How to build a web crawler with Scrapy 10/29 Update SLTechnology News&Howtos

How to build a web crawler with Scrapy

2025-10-29 Update From: SLTechnology News&Howtos shulou NAV: SLTechnology News&Howtos > Servers >

Shulou(Shulou.com)06/01 Report--

This article mainly explains "how to use Scrapy to build a web crawler". The content of the article is simple and clear, and it is easy to learn and understand. Please follow the editor's train of thought to study and learn "how to use Scrapy to build a web crawler".

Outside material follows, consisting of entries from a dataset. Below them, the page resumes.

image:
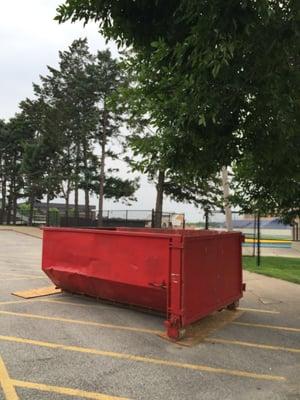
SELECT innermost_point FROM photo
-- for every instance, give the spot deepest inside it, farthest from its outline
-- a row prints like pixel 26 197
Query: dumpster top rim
pixel 155 234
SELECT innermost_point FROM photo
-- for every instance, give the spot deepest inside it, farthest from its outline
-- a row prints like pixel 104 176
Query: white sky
pixel 30 40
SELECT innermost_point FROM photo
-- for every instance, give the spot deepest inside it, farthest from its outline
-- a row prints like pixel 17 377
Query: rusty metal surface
pixel 186 274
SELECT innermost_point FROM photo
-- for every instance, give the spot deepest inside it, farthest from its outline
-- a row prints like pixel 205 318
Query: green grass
pixel 284 268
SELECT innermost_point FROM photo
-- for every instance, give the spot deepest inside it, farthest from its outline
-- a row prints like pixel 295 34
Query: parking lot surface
pixel 72 347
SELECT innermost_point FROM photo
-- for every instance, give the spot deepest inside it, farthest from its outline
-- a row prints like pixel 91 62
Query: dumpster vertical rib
pixel 174 321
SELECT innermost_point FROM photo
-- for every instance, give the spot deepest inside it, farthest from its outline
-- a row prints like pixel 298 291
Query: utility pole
pixel 227 207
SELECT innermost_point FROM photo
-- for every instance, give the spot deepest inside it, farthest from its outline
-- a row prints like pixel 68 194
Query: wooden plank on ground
pixel 38 292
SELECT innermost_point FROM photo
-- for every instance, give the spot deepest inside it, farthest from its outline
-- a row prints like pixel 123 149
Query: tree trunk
pixel 227 206
pixel 3 204
pixel 86 187
pixel 159 199
pixel 31 209
pixel 102 169
pixel 67 206
pixel 10 202
pixel 47 210
pixel 76 210
pixel 15 198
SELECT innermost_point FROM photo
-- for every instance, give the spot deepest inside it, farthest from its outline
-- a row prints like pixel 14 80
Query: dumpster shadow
pixel 199 331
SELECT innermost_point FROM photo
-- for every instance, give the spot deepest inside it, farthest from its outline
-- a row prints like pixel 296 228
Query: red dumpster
pixel 184 273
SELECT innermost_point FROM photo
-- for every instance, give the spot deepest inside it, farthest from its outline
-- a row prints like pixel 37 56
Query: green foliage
pixel 49 148
pixel 220 80
pixel 285 268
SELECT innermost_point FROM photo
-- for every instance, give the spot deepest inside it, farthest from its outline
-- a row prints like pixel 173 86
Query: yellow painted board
pixel 38 292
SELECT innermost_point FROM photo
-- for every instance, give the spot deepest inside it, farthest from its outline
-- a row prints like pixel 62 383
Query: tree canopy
pixel 224 76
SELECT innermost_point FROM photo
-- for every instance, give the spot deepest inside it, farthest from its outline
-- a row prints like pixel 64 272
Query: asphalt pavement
pixel 72 347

Let's take a look at how Scrapy does these functions. To prepare the Scrapy environment first, you need to install Python (v2.7 in this article) and pip, and then use pip to install lxml and scrapy. Personally, it is strongly recommended that you use virtualenv to install the environment so that there is no conflict between different projects. I won't go into the detailed steps here. For Mac users, note that when installing lxml using pip, an error similar to the following occurs:

Error: # include "xml/xmlversion.h" not found

To solve this problem, you need to install Xcode's command line tools first, by executing the following command on the command line.

$xcode-select-install

After the environment is installed, let's use Scrapy to implement a simple crawler to grab the article title, address and abstract of this blog site.

one

two

three

four

five

six

seven

eight

Set the fields of the content to be crawled. In this case, the title, address and summary of the article

Modify the "items.py" file and add the following code to the "MyCrawlerItem" class:

Python

#-*-coding: utf-8-*-

Import scrapy

Class MyCrawlerItem (scrapy.Item):

Title = scrapy.Field () # article title

Url = scrapy.Field () # article address

Summary = scrapy.Field () # abstracts of articles

Pass

For friends who are not familiar with XPath, you can get the XPath of the element through Chrome's debug tool.

one

Save the results to the database

Here we use MongoDB, you need to install Python's MongoDB library "pymongo" first. Edit the "pipelines.py" file in the "my_crawler" directory and add the following code to the "MyCrawlerPipeline" class:

Python

#-*-coding: utf-8-*-

Import pymongo

From scrapy.conf import settings

From scrapy.exceptions import DropItem

Class MyCrawlerPipeline (object):

Def _ init__ (self):

# set MongoDB connection

Connection = pymongo.Connection (

Settings ['MONGO_SERVER']

Settings ['MONGO_PORT']

)

Db = connection [settings ['MONGO_DB']]

Self.collection = db [settings ['MONGO_COLLECTION']]

# handle each crawled MyCrawlerItem item

Def process_item (self, item, spider):

Valid = True

For data in item:

If not data: # filter out items with empty fields

Valid = False

Raise DropItem ("Missing {0}!" .format (data))

If valid:

# you can also use self.collection.insert (dict (item)), and use upsert to prevent duplicates

Self.collection.update ({'url': item [' url']}, dict (item), upsert=True)

Return item

Then open the "settings.py" file in the "my_crawler" directory, and add the setting of pipeline at the end of the file:

Python

ITEM_PIPELINES = {

'my_crawler.pipelines.MyCrawlerPipeline': 300, # set Pipeline, which can be multiple. The value is execution priority.

}

# MongoDB connection Information

MONGO_SERVER = 'localhost'

MONGO_PORT = 27017

MONGO_DB = 'bjhee'

MONGO_COLLECTION = 'articles'

DOWNLOAD_DELAY=2 # if the network is slow, you can add some delay (in seconds)

Welcome to subscribe "Shulou Technology Information " to get latest news, interesting things and hot topics in the IT industry, and controls the hottest and latest Internet news, technology news and IT industry trends.

*The comments in the above article only represent the author's personal views and do not represent the views and positions of this website. If you have more insights, please feel free to contribute and share.